Super Bowl 54: Dave Barry talks about seeing JLo, Shakira and an inflatable Giant Poo

If you have any doubt that Miami is the center of the celebrity universe this week, consider this: In a single afternoon, only an hour apart, I found myself in close proximity to Jennifer Lopez, Shakira and an inflatable Giant Poo. In fact — prepare to be jealous — I was actually inside the Giant Poo.

I will have more on that life-changing experience later, but first I want to talk about hanging out with Jennifer Lopez (a.k.a. “J. Lo”) and Shakira (a.k.a. “Shakira”). These two superstars will be performing in The Pepsi Super Bowl Pepsi Halftime Pepsi Show Sponsored By Pepsi. Pepsi is the Official Soft Drink of the National Football League, not to be confused with Gatorade, which is the Official Sports Drink of the NFL; or Bud Light, which is the Official Beer of the NFL Even Though Light Beer Sucks; or something called “Bon & Viv,” which is the Official Hard Seltzer of the NFL, not to be confused with the Official Wine of the NFL, which comes in a can and is called “Babe.” Really.

I caught up with J. Lo and Shakira downtown at the Hilton Hotel, just the three of us hanging out casually in a ballroom along with several hundred media and Pepsi people all taking iPhone videos. J. Lo and Shakira were introduced by a high-ranking Pepsi marketing nebbish who said that this year’s halftime show — this is an actual quote — “just might be the most fun and entertaining 12 minutes this world has ever seen.”

That’s a bold statement, considering that this world has seen some pretty darned entertaining things, such as the legendary 1965 segment on the Johnny Carson show — check it out on YouTube — in which Ed Ames threw a tomahawk at a cowboy-shaped target, and it stuck in the groin at such an angle that the cowboy appeared to be rootin’ and just about to start tootin’, if you catch my drift. THAT was entertainment.
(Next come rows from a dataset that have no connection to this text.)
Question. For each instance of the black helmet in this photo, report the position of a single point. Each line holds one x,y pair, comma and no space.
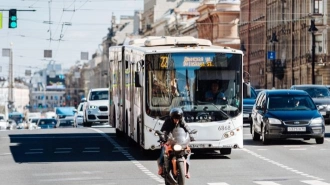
176,113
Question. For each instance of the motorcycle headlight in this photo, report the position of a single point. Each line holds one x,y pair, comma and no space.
274,121
177,147
317,121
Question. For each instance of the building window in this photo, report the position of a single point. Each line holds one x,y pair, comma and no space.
317,6
318,43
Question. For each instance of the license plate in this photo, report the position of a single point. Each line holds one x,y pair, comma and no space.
246,115
296,129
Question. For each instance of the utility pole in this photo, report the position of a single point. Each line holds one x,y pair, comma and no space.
312,29
273,41
11,81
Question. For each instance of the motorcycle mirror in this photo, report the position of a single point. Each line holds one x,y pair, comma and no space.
193,132
157,133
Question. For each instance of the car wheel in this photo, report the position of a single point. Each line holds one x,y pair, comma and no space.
225,151
319,140
265,141
255,135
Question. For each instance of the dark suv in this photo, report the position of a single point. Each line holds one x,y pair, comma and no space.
320,95
281,114
248,102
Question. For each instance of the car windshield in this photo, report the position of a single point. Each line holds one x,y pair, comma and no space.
66,122
47,122
99,95
34,120
316,92
290,102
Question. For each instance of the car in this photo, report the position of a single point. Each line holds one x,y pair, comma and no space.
248,102
282,114
32,122
96,107
79,115
46,123
3,124
65,122
320,95
258,91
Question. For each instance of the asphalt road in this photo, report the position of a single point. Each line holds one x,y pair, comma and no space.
94,156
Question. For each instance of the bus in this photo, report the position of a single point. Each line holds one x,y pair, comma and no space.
152,75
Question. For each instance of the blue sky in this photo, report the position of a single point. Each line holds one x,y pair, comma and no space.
90,21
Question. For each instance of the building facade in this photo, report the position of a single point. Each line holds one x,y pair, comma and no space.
285,42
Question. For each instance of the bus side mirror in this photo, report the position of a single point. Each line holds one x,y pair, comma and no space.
138,80
246,90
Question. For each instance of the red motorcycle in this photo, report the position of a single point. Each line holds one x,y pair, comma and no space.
177,151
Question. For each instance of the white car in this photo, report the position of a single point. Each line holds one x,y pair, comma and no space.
79,115
32,123
3,124
96,106
67,122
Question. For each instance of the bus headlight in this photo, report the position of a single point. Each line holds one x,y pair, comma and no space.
177,147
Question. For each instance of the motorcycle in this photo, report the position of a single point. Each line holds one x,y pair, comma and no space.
176,153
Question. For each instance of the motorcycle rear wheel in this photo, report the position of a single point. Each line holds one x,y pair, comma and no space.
181,176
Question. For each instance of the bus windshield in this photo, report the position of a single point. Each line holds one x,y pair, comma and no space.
207,86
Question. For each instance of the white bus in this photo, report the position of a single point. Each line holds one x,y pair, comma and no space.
152,75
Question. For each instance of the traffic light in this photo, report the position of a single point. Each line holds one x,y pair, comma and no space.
0,20
12,22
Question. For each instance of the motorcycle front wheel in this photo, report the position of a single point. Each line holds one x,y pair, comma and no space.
181,176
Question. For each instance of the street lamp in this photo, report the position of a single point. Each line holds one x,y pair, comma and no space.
273,41
313,29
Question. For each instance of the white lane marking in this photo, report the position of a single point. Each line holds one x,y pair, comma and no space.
62,152
297,149
67,173
33,153
6,154
315,182
71,179
92,148
51,137
291,146
63,148
265,183
280,165
129,156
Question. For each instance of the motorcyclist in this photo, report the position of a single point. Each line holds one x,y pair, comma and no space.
175,120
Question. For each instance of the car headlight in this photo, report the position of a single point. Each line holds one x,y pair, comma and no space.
317,121
177,147
274,121
327,107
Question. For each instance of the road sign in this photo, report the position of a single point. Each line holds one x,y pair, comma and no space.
271,55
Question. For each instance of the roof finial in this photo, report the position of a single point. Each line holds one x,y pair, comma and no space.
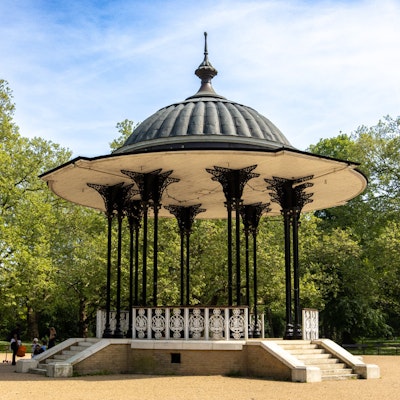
205,47
206,72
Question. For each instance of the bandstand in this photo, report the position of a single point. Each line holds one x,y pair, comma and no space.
212,158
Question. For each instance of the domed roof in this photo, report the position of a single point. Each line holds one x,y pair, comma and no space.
205,121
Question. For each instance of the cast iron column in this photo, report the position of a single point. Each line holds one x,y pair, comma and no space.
151,187
251,215
233,182
185,217
110,198
291,195
134,211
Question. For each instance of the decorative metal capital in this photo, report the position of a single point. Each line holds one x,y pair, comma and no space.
290,193
185,216
134,212
233,181
114,196
251,215
151,185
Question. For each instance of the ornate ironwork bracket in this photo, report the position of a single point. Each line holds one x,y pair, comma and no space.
233,182
185,217
292,197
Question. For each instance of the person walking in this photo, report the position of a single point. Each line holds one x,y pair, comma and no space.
14,344
52,337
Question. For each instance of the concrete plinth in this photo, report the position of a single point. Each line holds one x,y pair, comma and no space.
59,370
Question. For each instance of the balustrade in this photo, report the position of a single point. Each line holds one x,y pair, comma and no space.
186,323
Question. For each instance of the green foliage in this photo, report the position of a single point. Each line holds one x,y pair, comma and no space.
53,253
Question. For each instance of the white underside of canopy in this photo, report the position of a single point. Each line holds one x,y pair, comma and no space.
334,182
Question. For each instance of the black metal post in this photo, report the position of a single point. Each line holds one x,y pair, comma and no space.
131,250
247,257
185,217
113,197
288,275
291,195
230,265
251,215
237,248
107,330
144,256
133,209
187,268
296,280
256,331
118,332
137,227
151,187
182,266
233,182
155,255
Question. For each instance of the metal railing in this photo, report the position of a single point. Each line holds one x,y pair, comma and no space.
187,323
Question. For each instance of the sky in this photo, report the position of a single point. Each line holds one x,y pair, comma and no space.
314,68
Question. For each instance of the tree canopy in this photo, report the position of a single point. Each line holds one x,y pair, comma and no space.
53,253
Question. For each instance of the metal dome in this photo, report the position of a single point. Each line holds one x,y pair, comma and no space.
205,121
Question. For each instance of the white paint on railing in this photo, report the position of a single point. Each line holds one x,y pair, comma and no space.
310,324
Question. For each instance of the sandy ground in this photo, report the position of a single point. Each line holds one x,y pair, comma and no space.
15,386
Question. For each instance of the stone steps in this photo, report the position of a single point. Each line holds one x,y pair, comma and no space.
62,356
312,355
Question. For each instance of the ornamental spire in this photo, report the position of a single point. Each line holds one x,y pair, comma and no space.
206,72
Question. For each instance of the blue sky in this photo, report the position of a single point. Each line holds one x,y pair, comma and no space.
314,68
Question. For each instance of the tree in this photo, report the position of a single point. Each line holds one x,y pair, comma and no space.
125,128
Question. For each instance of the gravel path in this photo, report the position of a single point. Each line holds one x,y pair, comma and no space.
15,386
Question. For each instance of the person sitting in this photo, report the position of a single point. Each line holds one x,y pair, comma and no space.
36,347
14,344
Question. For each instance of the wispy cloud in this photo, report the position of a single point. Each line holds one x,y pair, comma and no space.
313,67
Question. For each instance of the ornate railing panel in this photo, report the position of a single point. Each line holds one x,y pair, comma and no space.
189,323
310,324
194,323
101,322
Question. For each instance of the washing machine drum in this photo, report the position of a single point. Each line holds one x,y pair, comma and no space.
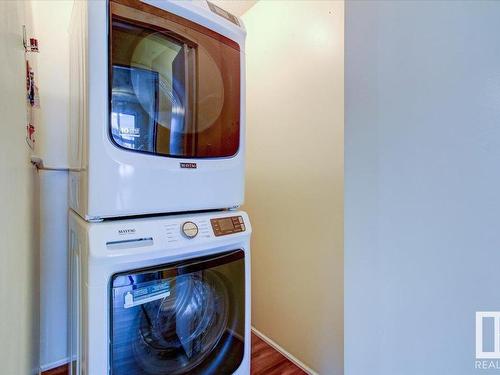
175,334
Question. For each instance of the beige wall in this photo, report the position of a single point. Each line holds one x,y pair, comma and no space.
18,233
295,176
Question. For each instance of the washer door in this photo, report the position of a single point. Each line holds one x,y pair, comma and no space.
182,318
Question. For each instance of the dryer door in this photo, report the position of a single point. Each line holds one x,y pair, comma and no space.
181,318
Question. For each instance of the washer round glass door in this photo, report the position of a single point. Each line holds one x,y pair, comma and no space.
184,318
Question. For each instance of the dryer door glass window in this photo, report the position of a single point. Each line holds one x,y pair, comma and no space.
174,90
182,318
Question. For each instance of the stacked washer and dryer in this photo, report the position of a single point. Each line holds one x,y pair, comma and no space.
159,254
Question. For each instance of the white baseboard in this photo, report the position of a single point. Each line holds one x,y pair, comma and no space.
50,366
290,357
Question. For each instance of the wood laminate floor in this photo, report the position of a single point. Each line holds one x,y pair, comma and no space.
265,361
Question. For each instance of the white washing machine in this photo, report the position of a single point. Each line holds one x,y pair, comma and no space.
157,113
162,295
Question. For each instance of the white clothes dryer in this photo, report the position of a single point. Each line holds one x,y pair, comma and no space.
157,113
163,295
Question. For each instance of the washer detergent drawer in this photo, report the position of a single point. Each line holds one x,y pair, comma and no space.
180,318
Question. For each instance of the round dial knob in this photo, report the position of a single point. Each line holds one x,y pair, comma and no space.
190,229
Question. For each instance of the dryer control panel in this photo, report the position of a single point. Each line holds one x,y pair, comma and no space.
227,225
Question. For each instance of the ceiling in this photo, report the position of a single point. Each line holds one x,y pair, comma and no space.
236,7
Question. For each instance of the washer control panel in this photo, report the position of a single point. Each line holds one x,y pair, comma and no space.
227,225
189,229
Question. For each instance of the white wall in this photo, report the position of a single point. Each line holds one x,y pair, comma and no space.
18,222
422,183
295,176
51,23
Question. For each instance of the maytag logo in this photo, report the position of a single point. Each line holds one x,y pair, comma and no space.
126,231
189,165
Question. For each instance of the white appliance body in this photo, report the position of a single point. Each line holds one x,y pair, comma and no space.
110,181
100,251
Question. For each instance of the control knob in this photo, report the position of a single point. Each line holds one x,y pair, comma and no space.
189,229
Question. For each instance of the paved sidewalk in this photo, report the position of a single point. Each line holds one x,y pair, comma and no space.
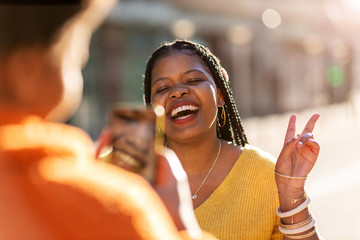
334,183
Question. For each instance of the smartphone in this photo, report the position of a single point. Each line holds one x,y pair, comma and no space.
135,139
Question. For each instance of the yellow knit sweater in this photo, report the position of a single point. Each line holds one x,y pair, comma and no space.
244,205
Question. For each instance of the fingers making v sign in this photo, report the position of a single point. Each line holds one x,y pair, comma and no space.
298,156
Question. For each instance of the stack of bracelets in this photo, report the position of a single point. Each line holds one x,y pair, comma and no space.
289,230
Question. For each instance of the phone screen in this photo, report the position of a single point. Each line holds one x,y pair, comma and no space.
132,145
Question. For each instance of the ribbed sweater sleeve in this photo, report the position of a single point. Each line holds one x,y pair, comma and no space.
243,206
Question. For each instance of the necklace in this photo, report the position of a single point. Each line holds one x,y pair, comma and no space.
194,196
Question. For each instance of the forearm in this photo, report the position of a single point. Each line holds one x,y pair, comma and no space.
296,221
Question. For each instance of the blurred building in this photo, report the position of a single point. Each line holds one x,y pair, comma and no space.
280,56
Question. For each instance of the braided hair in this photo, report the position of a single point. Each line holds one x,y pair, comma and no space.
232,130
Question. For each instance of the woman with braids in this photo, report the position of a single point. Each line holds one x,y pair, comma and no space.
237,191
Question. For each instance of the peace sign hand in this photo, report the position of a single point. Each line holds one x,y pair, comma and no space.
298,156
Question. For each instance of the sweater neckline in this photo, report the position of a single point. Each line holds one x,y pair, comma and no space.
242,155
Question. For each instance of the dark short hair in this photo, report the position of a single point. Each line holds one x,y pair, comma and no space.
232,130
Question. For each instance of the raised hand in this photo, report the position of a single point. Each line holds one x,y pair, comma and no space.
298,155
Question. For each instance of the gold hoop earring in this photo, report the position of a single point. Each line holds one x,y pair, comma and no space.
223,117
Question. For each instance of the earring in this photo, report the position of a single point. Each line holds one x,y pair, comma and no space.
223,117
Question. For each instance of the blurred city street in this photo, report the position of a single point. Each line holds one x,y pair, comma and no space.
334,183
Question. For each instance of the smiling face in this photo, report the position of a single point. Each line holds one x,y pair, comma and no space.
184,86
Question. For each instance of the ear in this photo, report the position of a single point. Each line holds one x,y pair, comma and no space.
224,72
221,100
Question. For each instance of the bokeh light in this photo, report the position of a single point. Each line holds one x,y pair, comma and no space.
239,35
271,18
183,29
335,76
313,44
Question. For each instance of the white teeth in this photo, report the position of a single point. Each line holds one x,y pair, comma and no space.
175,111
127,159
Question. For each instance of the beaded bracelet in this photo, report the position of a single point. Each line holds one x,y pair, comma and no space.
293,211
298,230
302,236
296,225
291,177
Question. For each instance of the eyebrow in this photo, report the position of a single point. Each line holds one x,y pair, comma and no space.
187,72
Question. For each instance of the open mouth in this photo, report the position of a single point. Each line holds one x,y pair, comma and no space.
127,161
183,112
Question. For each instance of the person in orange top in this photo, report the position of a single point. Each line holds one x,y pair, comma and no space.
52,186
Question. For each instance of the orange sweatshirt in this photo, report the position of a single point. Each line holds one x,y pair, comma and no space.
53,189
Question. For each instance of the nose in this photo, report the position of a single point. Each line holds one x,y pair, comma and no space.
178,92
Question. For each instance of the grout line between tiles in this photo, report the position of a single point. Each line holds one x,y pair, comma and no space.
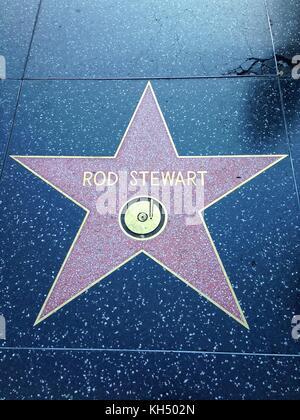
145,78
6,151
146,351
283,106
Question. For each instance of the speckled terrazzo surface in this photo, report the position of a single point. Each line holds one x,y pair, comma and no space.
141,333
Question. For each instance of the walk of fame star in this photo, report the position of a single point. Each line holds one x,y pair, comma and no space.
186,251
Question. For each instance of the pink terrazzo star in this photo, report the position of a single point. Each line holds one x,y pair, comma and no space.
186,251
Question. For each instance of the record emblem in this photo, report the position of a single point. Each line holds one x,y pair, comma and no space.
143,218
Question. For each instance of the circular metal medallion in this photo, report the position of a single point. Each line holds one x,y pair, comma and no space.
143,218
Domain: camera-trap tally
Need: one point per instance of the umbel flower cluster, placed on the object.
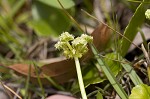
(73, 47)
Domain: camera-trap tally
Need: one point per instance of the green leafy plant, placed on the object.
(141, 91)
(75, 48)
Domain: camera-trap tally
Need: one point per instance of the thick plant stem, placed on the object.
(80, 79)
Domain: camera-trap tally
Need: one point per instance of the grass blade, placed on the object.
(110, 75)
(132, 28)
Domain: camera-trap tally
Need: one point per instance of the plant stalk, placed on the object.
(80, 79)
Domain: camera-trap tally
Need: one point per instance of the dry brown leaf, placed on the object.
(63, 70)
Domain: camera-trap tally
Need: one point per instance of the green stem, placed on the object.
(80, 79)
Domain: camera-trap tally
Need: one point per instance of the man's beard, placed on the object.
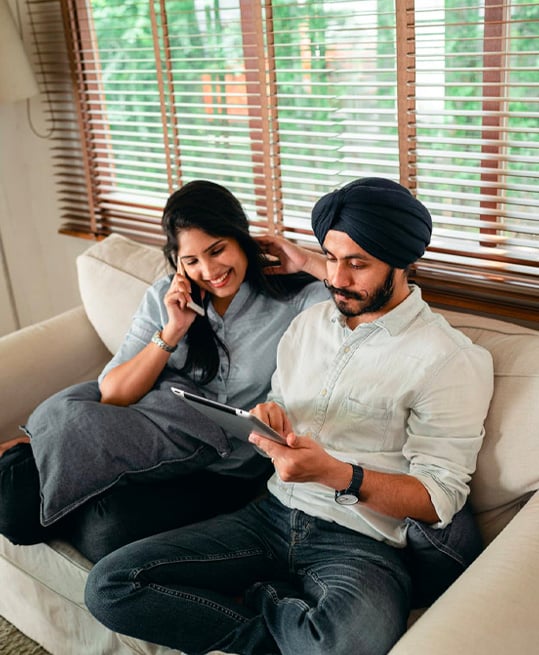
(374, 301)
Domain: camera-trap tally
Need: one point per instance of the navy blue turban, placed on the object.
(380, 215)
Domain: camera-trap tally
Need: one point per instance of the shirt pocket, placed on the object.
(367, 422)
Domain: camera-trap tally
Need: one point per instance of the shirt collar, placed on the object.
(396, 320)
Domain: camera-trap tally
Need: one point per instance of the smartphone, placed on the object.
(196, 303)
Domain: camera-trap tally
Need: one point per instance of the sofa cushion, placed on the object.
(508, 463)
(113, 276)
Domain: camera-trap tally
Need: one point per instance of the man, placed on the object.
(383, 404)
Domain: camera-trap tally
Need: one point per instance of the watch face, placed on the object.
(347, 499)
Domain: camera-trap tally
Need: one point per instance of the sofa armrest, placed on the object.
(41, 359)
(492, 608)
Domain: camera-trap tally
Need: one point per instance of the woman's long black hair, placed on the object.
(214, 209)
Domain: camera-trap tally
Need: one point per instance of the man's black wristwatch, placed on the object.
(350, 495)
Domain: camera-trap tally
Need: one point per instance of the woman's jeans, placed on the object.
(128, 511)
(266, 579)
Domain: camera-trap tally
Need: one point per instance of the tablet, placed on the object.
(237, 422)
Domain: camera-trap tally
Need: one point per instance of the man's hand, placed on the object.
(302, 459)
(292, 258)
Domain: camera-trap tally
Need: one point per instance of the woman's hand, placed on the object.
(179, 314)
(292, 258)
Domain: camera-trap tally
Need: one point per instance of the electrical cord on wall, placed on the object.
(29, 118)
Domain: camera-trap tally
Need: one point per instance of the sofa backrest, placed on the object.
(508, 464)
(114, 273)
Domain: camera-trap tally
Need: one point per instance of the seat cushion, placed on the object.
(113, 276)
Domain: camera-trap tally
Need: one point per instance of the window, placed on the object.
(285, 100)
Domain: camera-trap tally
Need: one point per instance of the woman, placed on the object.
(122, 458)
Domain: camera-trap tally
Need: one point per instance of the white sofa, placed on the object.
(491, 609)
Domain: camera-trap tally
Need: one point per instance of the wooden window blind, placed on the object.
(284, 100)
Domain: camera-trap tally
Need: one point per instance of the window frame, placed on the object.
(450, 285)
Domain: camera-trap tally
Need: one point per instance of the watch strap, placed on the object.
(157, 339)
(353, 489)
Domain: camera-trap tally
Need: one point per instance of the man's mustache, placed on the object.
(344, 292)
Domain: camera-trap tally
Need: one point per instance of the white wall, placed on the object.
(40, 262)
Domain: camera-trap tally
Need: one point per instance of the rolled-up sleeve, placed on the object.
(445, 428)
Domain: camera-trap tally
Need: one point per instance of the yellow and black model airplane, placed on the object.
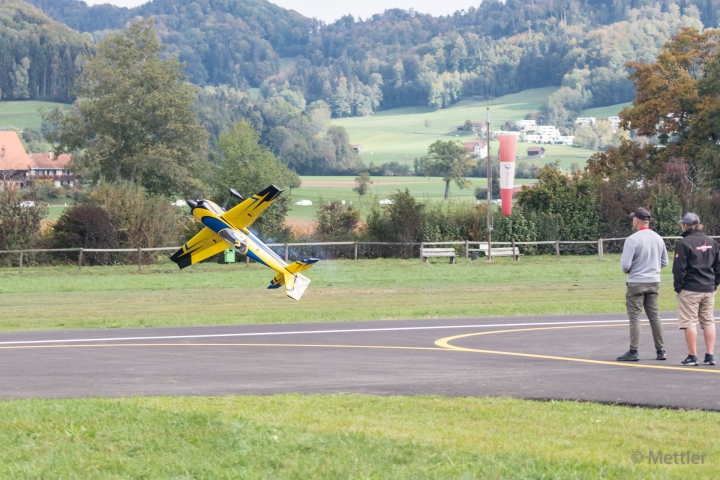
(228, 229)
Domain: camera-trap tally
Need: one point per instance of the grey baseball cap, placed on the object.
(690, 219)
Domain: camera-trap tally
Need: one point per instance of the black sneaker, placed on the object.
(690, 361)
(630, 356)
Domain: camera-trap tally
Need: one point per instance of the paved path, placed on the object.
(558, 357)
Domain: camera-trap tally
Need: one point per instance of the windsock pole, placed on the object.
(508, 147)
(488, 162)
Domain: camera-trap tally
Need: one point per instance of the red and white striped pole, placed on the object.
(508, 147)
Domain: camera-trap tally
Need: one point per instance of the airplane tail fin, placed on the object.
(296, 267)
(295, 285)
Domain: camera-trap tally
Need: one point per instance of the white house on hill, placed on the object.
(479, 149)
(585, 121)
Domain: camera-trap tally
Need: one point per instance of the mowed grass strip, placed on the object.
(341, 290)
(293, 436)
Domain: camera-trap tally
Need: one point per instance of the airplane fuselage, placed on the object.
(244, 241)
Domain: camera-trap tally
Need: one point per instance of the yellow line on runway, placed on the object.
(91, 345)
(445, 343)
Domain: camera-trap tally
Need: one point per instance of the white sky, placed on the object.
(330, 10)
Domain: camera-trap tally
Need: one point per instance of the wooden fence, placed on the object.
(467, 247)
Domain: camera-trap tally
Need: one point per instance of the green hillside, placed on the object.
(400, 134)
(23, 114)
(323, 189)
(605, 112)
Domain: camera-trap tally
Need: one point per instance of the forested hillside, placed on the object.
(402, 58)
(39, 57)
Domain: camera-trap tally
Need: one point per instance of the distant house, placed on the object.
(46, 166)
(14, 161)
(472, 127)
(18, 168)
(536, 152)
(525, 124)
(615, 122)
(479, 149)
(585, 121)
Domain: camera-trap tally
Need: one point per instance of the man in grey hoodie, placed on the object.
(644, 255)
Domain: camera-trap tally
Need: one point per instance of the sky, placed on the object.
(331, 10)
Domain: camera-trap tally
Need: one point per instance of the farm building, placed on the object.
(536, 152)
(18, 168)
(479, 149)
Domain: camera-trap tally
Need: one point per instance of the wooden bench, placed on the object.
(438, 252)
(498, 251)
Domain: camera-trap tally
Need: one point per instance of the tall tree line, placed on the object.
(401, 58)
(38, 57)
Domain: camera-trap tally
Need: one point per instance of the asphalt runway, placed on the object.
(553, 357)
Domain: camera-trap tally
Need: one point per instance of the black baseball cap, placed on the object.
(690, 219)
(641, 214)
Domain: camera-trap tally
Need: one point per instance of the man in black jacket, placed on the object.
(697, 275)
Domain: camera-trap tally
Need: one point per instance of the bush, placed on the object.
(85, 226)
(666, 210)
(516, 227)
(448, 223)
(337, 222)
(19, 226)
(401, 221)
(563, 207)
(139, 220)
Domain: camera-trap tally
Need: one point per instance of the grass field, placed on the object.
(342, 290)
(313, 436)
(400, 134)
(332, 436)
(605, 112)
(319, 189)
(23, 114)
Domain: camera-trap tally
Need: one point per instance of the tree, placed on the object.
(340, 101)
(677, 99)
(249, 167)
(19, 226)
(21, 80)
(133, 118)
(451, 161)
(336, 222)
(362, 184)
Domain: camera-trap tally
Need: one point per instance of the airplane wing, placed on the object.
(246, 212)
(203, 245)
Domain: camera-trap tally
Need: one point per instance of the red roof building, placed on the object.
(18, 168)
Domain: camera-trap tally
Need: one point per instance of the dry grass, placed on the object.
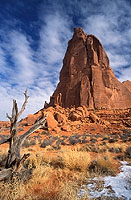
(57, 175)
(104, 164)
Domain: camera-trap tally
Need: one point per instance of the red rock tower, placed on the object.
(86, 77)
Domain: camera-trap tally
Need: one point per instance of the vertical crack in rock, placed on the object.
(87, 79)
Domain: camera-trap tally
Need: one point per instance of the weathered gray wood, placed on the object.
(5, 174)
(14, 157)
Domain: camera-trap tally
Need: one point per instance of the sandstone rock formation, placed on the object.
(127, 84)
(86, 77)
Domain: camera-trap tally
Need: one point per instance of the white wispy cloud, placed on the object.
(38, 69)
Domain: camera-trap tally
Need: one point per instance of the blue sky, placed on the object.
(33, 39)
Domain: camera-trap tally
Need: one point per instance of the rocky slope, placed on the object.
(87, 79)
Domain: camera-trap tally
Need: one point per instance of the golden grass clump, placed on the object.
(56, 175)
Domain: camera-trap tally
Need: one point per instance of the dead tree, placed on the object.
(14, 158)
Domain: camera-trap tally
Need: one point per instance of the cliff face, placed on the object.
(86, 77)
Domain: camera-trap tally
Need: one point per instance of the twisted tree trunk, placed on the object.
(14, 158)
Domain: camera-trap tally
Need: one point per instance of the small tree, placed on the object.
(14, 158)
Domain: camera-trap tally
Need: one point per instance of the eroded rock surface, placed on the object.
(86, 77)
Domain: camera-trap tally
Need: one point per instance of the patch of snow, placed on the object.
(118, 186)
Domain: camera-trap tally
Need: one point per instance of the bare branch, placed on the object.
(5, 140)
(36, 126)
(8, 117)
(5, 174)
(24, 104)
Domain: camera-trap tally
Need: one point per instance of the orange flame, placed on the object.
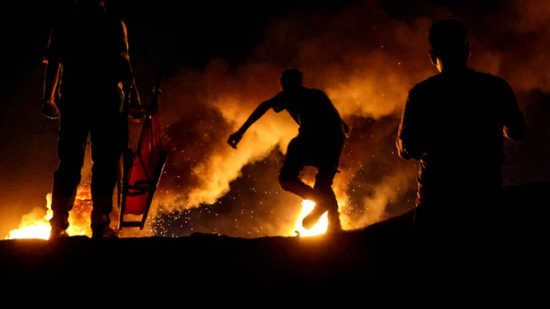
(36, 224)
(319, 228)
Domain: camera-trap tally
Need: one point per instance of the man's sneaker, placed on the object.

So the bar has been set high for J. Lo and Shakira, but they are smart, personable women, and they promised to put on a fun halftime show, featuring singing and dancing, and maybe some surprises. At the end of their press conference they tossed footballs to the crowd, and, based on their throwing form, we should pray that the halftime surprises do not include tomahawks.

From there I went to Wynwood, which is an arty neighborhood in the sense that every square inch of everything is covered with paint. If you fall asleep on a bus bench in Wynwood, you will wake up a completely different color.

I was there to see the inflatable Giant Poo, which is sponsored by Poo-Pourri, a product that reduces bathroom odors. For the record, the Giant Poo is NOT the Official Poo of the NFL; that would be Bill Belichick. But the Giant Poo is very impressive in its own right. It’s 34 feet tall, and when you go inside you have a three-minute poo experience, where you sit on one of eight iPad-equipped commode seats (I swear I am not making this up) and watch a video in which a woman named Bethany in a cocktail dress urges you to write your negative thoughts on the iPad and flush them away. When you pull a flush chain, your negative thoughts disappear, you feel a puff of air on the back of your neck, the toilet seat vibrates and spacey music plays as Bethany delivers an inspirational closing speech. I can honestly say I have never experienced anything like it.

I spoke with a spokesperson for the Giant Poo, Rachel Champlin, who told me that it’s on a 22-city tour, and the poo experience has been quite popular. “In Orlando,” she said, “we had a two-hour wait.”

If that doesn’t epitomize Orlando, I don’t know what does.

Several pro-football players were scheduled to make personal appearances with the Giant Poo in Miami. The first was Mark Ingram Jr., a Pro Bowl running back with the Baltimore Ravens who won the Heisman Trophy in 2009. I went through the poo experience with Ingram, and he seemed to enjoy it. I asked him how it compared with winning the Heisman.

”It’s cool,” he said, demonstrating the elusiveness of a veteran running back.

From the Giant Poo I walked about a block to the Butcher Shop Beer Garden and Grill, where Nick Mangold, former center for the New York Jets, was giving a demonstration on how to cook with a Bernzomatic blowtorch. According to Bernzomatic spokesperson Heather Reeves, blowtorch cooking is an actual thing, pioneered in the Sixties by the late, great Julia Child, who played linebacker for the Vikings.

Mangold was blowtorching pork sliders, which for the record were delicious. I asked him if it was a good idea to encourage people, especially people who may have been consuming Official NFL Beverages, to be operating blowtorches. Mangold pointed out to me that barbecue grills are just as hot as blowtorches. I considered responding that no matter how hammered you get, you can’t wave a barbecue grill around and accidentally set somebody’s hair on fire, but I decided not to, because (a) Mangold’s point was that people need to be responsible, and (b) Mangold is the size of the Lincoln Memorial.

So let’s all enjoy our Super Bowl celebrations, but let’s also be careful. Ed Ames, I am looking at you.